The values here are real, so the stakes are, too. 

First, communities can peg virtual and actual goods and services to digital assets generated during gameplay. Gamers have been spending real money on virtual artifacts for years. Gamification, the rise of better data containers, NFTs, and other developments herald how these transactions will become increasingly sophisticated.  

In this community, the technology brings heroic and bad actors to the surface, documenting their admirability or toxicity and allowing other community members to decide how to engage them if they consistently behave like champs or jerks. Most importantly, the value inherent in the data within the system also provides incentives not to impersonate a hero, or to prevent bad actors from simply creating a new avatar and reintroducing their toxicity to the community.  

Here’s a caveat to this vision. We need to make sure that gaming community members retain ownership of their data in perpetuity. They shouldn’t have to give their data away for free unless they choose to do so. And they need to enjoy at least the possibility of their data generating ongoing value (or revenue) streams over time if others keep demanding it. Granting folks control of supply will make them appreciate the value of their data even more, of course. 

This may provide one way to avoid just having a smaller intolerant community that strangles itself. Socrates was hated by those who had power in the democracy of Athens. The permanence of the data on his thinking and actions has redeemed him as part of our democratic and philosophical condition. Exile can be reversed.  
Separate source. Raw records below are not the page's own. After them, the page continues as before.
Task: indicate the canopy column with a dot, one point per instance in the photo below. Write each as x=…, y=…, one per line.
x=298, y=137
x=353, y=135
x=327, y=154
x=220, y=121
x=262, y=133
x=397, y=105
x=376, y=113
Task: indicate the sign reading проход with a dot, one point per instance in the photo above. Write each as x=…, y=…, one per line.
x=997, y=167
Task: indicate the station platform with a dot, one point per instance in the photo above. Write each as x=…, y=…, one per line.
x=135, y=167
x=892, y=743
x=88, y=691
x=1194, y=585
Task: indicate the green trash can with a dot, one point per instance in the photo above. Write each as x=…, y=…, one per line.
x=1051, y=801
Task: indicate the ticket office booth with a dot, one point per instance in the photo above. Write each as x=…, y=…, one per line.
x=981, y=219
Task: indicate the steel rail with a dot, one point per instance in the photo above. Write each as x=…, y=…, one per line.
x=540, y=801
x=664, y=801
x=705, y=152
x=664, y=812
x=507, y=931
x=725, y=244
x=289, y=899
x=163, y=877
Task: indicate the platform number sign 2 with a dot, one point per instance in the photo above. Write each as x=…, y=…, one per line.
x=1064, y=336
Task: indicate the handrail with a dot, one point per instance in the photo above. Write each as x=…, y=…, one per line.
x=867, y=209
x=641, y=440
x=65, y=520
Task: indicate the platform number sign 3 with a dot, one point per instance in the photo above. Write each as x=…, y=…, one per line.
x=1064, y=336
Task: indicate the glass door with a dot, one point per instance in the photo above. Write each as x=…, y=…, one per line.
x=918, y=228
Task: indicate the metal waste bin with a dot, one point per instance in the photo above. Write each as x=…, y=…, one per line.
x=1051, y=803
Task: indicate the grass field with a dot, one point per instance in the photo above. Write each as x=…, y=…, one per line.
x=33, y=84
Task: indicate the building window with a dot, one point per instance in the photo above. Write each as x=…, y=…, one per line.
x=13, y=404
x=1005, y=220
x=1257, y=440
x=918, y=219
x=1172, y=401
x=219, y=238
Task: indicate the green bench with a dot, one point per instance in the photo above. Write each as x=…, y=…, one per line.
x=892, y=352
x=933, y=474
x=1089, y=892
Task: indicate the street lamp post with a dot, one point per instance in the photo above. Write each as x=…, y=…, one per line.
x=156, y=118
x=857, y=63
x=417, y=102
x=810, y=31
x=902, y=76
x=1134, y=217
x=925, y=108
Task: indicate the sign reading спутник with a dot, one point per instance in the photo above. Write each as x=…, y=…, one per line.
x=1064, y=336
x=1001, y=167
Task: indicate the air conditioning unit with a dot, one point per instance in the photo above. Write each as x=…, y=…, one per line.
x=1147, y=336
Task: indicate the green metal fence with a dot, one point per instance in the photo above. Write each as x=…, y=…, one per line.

And a better answer may not be the technology on its own. Rather as research into online communities has shown, who makes up the founding of the community, and what initial behaviors they set down in their data-driven social contract can constitute the moral fiber that keeps a community on track. 

In this way, the archival system can serve as a decentralized Constitution, but the games and communities that thrive will have to be ones whose initial social contract sets good though flexible standards. 

Room for growth 

Gaming communities are only getting bigger. Exciting, safe, empowering, enriching ones don’t need to be so hard to come by. Luckily, a confluence of different forces today – the increasing diversity of gaming communities, gamification, and new technology – has created the conditions where gamers can launch their own revolution.